Xeriscaping is the art of creating low-maintenance landscapes that need a minimum of water to thrive. The method is environmentally friendly, and eliminates the need for watering, weeding and mowing. The hardscape, or nonliving part of the landscape, is complemented by flowers and bushes. A good design combining rock and gravel with hardy, drought resistant plants creates a pleasant landscape, whether you turn your entire yard over to xeriscaping or simply use some rock and gravel elements to add focus or conceal flaws.
Sketch out your plan. Take your terrain, orientation to the sun and whether you need to leave a green area for children or pets into consideration. Sloping lots work well with rock gardens. The sun's position factors into what plants you choose.

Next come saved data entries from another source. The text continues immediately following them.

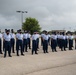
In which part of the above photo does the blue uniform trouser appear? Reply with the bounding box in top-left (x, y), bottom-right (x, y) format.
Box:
top-left (57, 38), bottom-right (60, 47)
top-left (23, 39), bottom-right (28, 52)
top-left (62, 39), bottom-right (66, 50)
top-left (27, 38), bottom-right (31, 49)
top-left (32, 40), bottom-right (37, 54)
top-left (69, 39), bottom-right (73, 50)
top-left (4, 41), bottom-right (11, 57)
top-left (41, 38), bottom-right (43, 46)
top-left (48, 37), bottom-right (50, 45)
top-left (58, 39), bottom-right (61, 48)
top-left (75, 40), bottom-right (76, 49)
top-left (0, 39), bottom-right (2, 53)
top-left (51, 39), bottom-right (57, 51)
top-left (11, 38), bottom-right (15, 53)
top-left (59, 39), bottom-right (63, 50)
top-left (3, 40), bottom-right (5, 51)
top-left (37, 38), bottom-right (39, 49)
top-left (59, 39), bottom-right (66, 51)
top-left (43, 40), bottom-right (45, 51)
top-left (65, 39), bottom-right (68, 48)
top-left (72, 40), bottom-right (73, 47)
top-left (43, 40), bottom-right (48, 53)
top-left (16, 40), bottom-right (23, 55)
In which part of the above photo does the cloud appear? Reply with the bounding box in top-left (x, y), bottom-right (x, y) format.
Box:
top-left (0, 14), bottom-right (21, 31)
top-left (0, 0), bottom-right (76, 31)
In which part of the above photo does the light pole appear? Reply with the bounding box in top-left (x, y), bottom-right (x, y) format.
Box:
top-left (16, 11), bottom-right (28, 30)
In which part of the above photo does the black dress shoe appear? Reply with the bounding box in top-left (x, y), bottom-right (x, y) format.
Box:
top-left (61, 50), bottom-right (63, 51)
top-left (21, 54), bottom-right (24, 56)
top-left (35, 53), bottom-right (38, 54)
top-left (13, 52), bottom-right (15, 53)
top-left (44, 52), bottom-right (46, 53)
top-left (46, 52), bottom-right (49, 53)
top-left (9, 55), bottom-right (12, 57)
top-left (55, 50), bottom-right (57, 52)
top-left (4, 56), bottom-right (6, 58)
top-left (17, 55), bottom-right (19, 56)
top-left (0, 52), bottom-right (3, 54)
top-left (64, 50), bottom-right (66, 51)
top-left (52, 51), bottom-right (54, 52)
top-left (25, 51), bottom-right (28, 52)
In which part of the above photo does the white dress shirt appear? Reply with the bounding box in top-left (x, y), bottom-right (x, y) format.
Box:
top-left (36, 34), bottom-right (40, 38)
top-left (57, 34), bottom-right (60, 39)
top-left (62, 36), bottom-right (66, 40)
top-left (51, 34), bottom-right (57, 40)
top-left (58, 35), bottom-right (63, 39)
top-left (44, 34), bottom-right (49, 40)
top-left (10, 33), bottom-right (15, 39)
top-left (65, 35), bottom-right (69, 39)
top-left (23, 33), bottom-right (28, 39)
top-left (27, 33), bottom-right (31, 38)
top-left (69, 35), bottom-right (74, 40)
top-left (4, 34), bottom-right (11, 41)
top-left (0, 33), bottom-right (2, 39)
top-left (16, 33), bottom-right (23, 40)
top-left (41, 34), bottom-right (45, 40)
top-left (32, 34), bottom-right (37, 40)
top-left (48, 34), bottom-right (51, 38)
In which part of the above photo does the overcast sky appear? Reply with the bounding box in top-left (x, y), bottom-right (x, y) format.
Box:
top-left (0, 0), bottom-right (76, 31)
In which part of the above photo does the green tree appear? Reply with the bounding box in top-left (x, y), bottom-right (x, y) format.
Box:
top-left (22, 17), bottom-right (41, 34)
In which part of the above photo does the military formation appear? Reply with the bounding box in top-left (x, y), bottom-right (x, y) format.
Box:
top-left (0, 29), bottom-right (76, 58)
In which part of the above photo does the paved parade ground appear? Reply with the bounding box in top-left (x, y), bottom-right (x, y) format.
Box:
top-left (0, 46), bottom-right (76, 75)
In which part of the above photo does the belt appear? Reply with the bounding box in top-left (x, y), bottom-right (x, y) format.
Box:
top-left (11, 38), bottom-right (14, 39)
top-left (5, 41), bottom-right (10, 42)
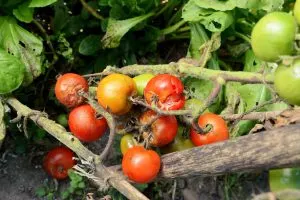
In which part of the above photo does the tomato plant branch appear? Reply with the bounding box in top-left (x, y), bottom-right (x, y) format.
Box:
top-left (130, 97), bottom-right (191, 116)
top-left (86, 60), bottom-right (274, 84)
top-left (80, 92), bottom-right (116, 161)
top-left (80, 0), bottom-right (104, 20)
top-left (5, 97), bottom-right (149, 200)
top-left (253, 189), bottom-right (300, 200)
top-left (5, 97), bottom-right (99, 162)
top-left (222, 110), bottom-right (284, 121)
top-left (161, 20), bottom-right (186, 35)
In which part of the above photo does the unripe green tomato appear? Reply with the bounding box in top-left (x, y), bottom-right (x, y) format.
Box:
top-left (184, 98), bottom-right (209, 116)
top-left (251, 12), bottom-right (296, 62)
top-left (294, 0), bottom-right (300, 24)
top-left (133, 74), bottom-right (154, 96)
top-left (56, 114), bottom-right (68, 127)
top-left (161, 126), bottom-right (194, 154)
top-left (120, 134), bottom-right (138, 155)
top-left (269, 168), bottom-right (300, 192)
top-left (274, 58), bottom-right (300, 105)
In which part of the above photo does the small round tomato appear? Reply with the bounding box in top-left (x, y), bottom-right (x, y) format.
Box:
top-left (133, 74), bottom-right (154, 96)
top-left (161, 126), bottom-right (194, 154)
top-left (251, 12), bottom-right (296, 62)
top-left (56, 114), bottom-right (68, 128)
top-left (120, 134), bottom-right (138, 155)
top-left (68, 104), bottom-right (108, 142)
top-left (140, 110), bottom-right (178, 147)
top-left (274, 58), bottom-right (300, 106)
top-left (97, 74), bottom-right (137, 115)
top-left (190, 113), bottom-right (229, 146)
top-left (294, 0), bottom-right (300, 24)
top-left (43, 146), bottom-right (76, 180)
top-left (55, 73), bottom-right (89, 108)
top-left (144, 74), bottom-right (185, 110)
top-left (122, 146), bottom-right (160, 183)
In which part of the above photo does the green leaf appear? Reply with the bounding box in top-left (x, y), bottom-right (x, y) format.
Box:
top-left (133, 183), bottom-right (148, 192)
top-left (60, 191), bottom-right (70, 200)
top-left (184, 77), bottom-right (221, 113)
top-left (192, 0), bottom-right (284, 12)
top-left (200, 12), bottom-right (234, 32)
top-left (244, 49), bottom-right (262, 72)
top-left (187, 23), bottom-right (209, 59)
top-left (79, 35), bottom-right (101, 56)
top-left (77, 182), bottom-right (85, 189)
top-left (13, 1), bottom-right (34, 23)
top-left (102, 12), bottom-right (154, 48)
top-left (29, 0), bottom-right (57, 7)
top-left (0, 49), bottom-right (25, 94)
top-left (35, 187), bottom-right (47, 197)
top-left (0, 16), bottom-right (43, 85)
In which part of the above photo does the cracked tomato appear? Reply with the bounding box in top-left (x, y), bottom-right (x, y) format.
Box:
top-left (144, 74), bottom-right (185, 110)
top-left (55, 73), bottom-right (89, 108)
top-left (140, 110), bottom-right (178, 147)
top-left (68, 104), bottom-right (107, 142)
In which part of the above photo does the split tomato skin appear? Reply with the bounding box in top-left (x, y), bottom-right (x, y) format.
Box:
top-left (97, 73), bottom-right (137, 115)
top-left (190, 113), bottom-right (229, 146)
top-left (251, 12), bottom-right (296, 62)
top-left (43, 146), bottom-right (76, 180)
top-left (68, 104), bottom-right (108, 142)
top-left (122, 146), bottom-right (161, 183)
top-left (144, 74), bottom-right (185, 110)
top-left (55, 73), bottom-right (89, 108)
top-left (140, 110), bottom-right (178, 147)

Improve the soil. Remove grass and till the soil. Work in organic compost. Level flat areas and introduce a gentle downward slope in areas near the house to direct water away from the foundation.
Choose a focal point for your landscape and build a rock garden there. Use a combination of sizes and types of rocks. Limestone is a good choice for rock gardens because it's porous and plants can take hold on it. Fill the areas around the rocks with topsoil, let it settle for a few days and then plant small evergreens or low-growing perennials like lobelia.
Create natural rock pathways and a patio, or a small seating area. Dig out the pathway and patio to a depth that's equal to the depth of your pavers plus 1 inch. Lay 1 inch of gravel in the bottom, smooth it out and then put the pavers in place. Fill the spaces between the pavers with gravel.
Make a flower garden by treating the soil and then placing a weed-suppressing membrane on top. Cut holes in the membrane and then plant low maintenance ornamental grasses, salvia, lavender, heather and columbine. Pull the cut membrane around the base of the plants and cover it with gravel.